Section 48-818 states that "In establishing wage rates the commission shall take into consideration the overall compensation presently received by the employees, having regard not only to wages for time actually worked but also to wages for time not worked, including vacations, holidays, and other excused time, and all benefits received, including insurance and pensions, and the continuity and stability of employment enjoyed by the employees." This rule of overall compensation does not require an identity of benefits, but that the overall compensation be "comparable to the prevalent wage rates paid and conditions of employment maintained for the same or similar work of workers exhibiting like or similar skills under the same or similar working condition." These determinations must be made on the basis of the evidence introduced by the parties in the trial of the case. The determinations under Section 48-818, R.R.S. 1943, may, therefore, vary from case to case depending upon the evidence introduced by the parties.

The two items for determination by the Commission are: 1) base salary and 2) paid Blue Cross/Blue Shield health insurance premium for teachers with dependents.

The evidence establishes the following salary and fringe benefit comparisons as compiled in Table 2. The actual salaries currently being paid at Butte are not set out in the Table.

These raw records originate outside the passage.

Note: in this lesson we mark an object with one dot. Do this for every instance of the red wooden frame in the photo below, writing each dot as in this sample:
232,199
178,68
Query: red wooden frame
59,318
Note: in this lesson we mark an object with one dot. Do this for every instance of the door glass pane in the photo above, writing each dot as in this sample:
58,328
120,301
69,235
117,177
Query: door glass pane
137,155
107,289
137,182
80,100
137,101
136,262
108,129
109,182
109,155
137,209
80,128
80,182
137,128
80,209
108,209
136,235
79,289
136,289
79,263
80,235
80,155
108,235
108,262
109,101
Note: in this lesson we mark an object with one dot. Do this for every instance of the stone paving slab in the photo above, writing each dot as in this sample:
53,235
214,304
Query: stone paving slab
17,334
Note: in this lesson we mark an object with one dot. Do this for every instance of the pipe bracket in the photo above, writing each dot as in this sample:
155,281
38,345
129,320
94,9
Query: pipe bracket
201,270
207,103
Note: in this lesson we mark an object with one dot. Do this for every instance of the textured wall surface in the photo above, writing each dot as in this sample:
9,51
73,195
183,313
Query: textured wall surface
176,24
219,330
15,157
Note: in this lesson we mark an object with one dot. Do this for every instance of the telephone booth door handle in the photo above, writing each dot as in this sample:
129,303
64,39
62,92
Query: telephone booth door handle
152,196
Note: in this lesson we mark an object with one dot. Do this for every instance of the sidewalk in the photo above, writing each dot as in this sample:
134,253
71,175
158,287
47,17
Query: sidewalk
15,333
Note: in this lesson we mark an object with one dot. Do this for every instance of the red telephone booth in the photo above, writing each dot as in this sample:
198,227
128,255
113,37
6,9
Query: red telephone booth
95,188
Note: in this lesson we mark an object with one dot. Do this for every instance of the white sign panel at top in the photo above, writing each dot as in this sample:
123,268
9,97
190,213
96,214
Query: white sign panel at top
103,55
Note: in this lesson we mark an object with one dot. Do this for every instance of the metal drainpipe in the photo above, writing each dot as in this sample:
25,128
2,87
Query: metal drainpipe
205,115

Table 3 compares the insurance benefits of Butte to those of the array school districts.

Applying the statutory criteria of Section 48-818 to the evidence in this case, we find that effective at the beginning of the 1981-1982 school contract year, the base salary amount for Butte teachers shall be $11,080.00 and that the employer contribution to the dependents' health insurance coverage shall be $83.48 per month. This represents a standard salary schedule of $175,950.40 (base salary amount, $11,080.00), times staff index factor, 15.88), fringe benefits of $13,018.80 and an overall compensation of $188,969.20.

IT IS THEREFORE ORDERED that:

1. The base salary amount for Butte Public School teachers shall be $11,080.00, effective at the beginning of the 1981-1982 school year.

2. The District shall pay $83.48 per month for dependents' coverage in health insurance, effective at the beginning of the 1981-1982 school year.

This Order shall be effective for wages and conditions of employment with respect to the 1981-1982 school year. The adjustments resulting from this Order shall be made ratably over the twelve months of the school contract year. The amount due for the portion of the school contract year already elapsed shall be paid as soon as feasible following the entry of this Order.

All Judges assigned to the panel in this case join in the entry of this Opinion and Order.

Entered September 11, 1981.

[1] The fact that Naper's student enrollment is less than one-half that of Butte does not preclude its consideration.

See Alliance Education Association v. School District of Alliance , 5 CIR 113 (1981).

[2] Defendant's Brief, pages 5-6, and 8-10.

[3] Both Briefs (Plaintiff's Brief, page 14, Defendant's Brief,

page 8) also appear to agree as to Chambers and Clearwater that both or neither should be included in the array. The total compensation figures for Chambers ($181,836.80) and Clearwater ($193,043.30) also tend to offset each other for the calculations involved in this matter.